Writers may not be very likeable, but the George Clooneys of the world are charming like nobody’s business. Ya wanna see the court of public opinion then?  

If the strike goes on forever what would your fantasy career change be? 

Well, ideally a supermodel, race car driver or superhero, but realistically I would love to be a trend forecaster for a large company of suits that needs a hipster on the payroll. I will be 100 years old, still clocking what the rad kids are wearing.  Seeing where they are going.  I’m that good. And I always get what they are trying to say. Hell, I’m 36 years old, still making a statement myself every time I walk out the door. HEAR ME ROAR WORLD. I am coming to get you. And I’m gonna sell it to the masses. Alternatively, my late dog Lucky who died in 2007 makes me want to take every animal out of every shelter in the world and take care of them in the way that they deserve. Lucky taught me to be fearless, forget what other people think about you, have faith, be strong, look for the good in people, and believe in yourself. Not bad for someone weighing 7 lbs and having one eye. 

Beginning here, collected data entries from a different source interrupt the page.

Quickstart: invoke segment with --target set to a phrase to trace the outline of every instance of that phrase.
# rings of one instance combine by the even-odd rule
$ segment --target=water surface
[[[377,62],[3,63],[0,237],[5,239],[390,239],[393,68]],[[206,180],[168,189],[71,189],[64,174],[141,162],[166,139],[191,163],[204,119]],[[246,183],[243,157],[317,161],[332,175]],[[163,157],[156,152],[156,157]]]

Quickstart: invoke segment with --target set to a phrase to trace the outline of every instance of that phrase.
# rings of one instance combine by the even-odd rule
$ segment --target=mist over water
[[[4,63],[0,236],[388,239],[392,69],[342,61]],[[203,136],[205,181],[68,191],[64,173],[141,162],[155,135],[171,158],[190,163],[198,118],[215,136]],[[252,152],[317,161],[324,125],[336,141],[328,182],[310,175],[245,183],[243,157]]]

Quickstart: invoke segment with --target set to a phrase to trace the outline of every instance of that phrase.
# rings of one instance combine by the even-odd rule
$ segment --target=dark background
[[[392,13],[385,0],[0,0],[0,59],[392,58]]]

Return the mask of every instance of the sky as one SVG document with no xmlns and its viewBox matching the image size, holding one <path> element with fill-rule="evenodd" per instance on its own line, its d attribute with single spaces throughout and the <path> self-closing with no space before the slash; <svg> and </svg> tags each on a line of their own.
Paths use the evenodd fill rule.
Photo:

What does mom and dad think about the strike and your current unemployment?

Lots of curse words.  But I must say it is kinda fabulous to be unemployed thru no fault of your own, you can sleep till noon and visit every happy hour in town and they can’t really say “Don’t you think it’s time you got a job?” Or my personal favorite, “You know, it’s a full time job trying to get a job.” It’s also quite brilliant to be employed in a business that my parents don’t fully understand, so they can suggest possible strategies for me to get hired and then say “But of course I don’t understand how your business works.” AWESOME. It also helps that I am self sufficient 3000 miles away not hitting them up for cash or pillaging their fridge. I am lucky that my parents are understanding, loving and supportive.

Is there anything special you would like to say to the heads of the WGA and AMPTP?  

Get with the program, boys! Don’t make us ladies come in there and straighten this thing out and embarrass the shit out of you. Quite seriously, this is a boondoggle and an affront to thousands of hard working people.  I am not sure the writers are 100% right but I know the studios are 100% wrong. Actually I do know the writers are right, what if 75 years ago radio writers were like “Eh, we’ll roll over on this TV thing, it’s nothing special.” There would be no unions to speak of today. We’d all be soulless corporate wage slaves. Instead I am a respected professional with a dental plan. My good friend Kevin who is a tape operator can afford to care for his child with down syndrome. Did Viacom ever stop to think of her? Her name is Maggie, thanks for asking.

OK, I know you are busy staring at the wall, so I won’t keep you, here is my final question: Do you have any survival tips for the thousands of people in the entertainment business that are out of work? 

I love that you remember that my favorite leisure activity is staring at the wall. I get some of my best thinking done that way!

My advice? For what it’s worth…start thinking NOW about what else it is you are good at. Now is the time for plan B. We live in such a different time than during the 1988 strike. Fuck a bunch of movie studios. Let them rot. We are smarter, stronger, more savvy than those that came before us. I guess what I am really trying to say is to stay positive. This is a fight for the ages, indeed. 

You can visit Alison at alisonfreer.com

One Response to “The Alison Strikes Back”

  1. Téa B says:

    What a great interview.

    I am such a naive optimist… that I hope that it is resolved as soon as possible.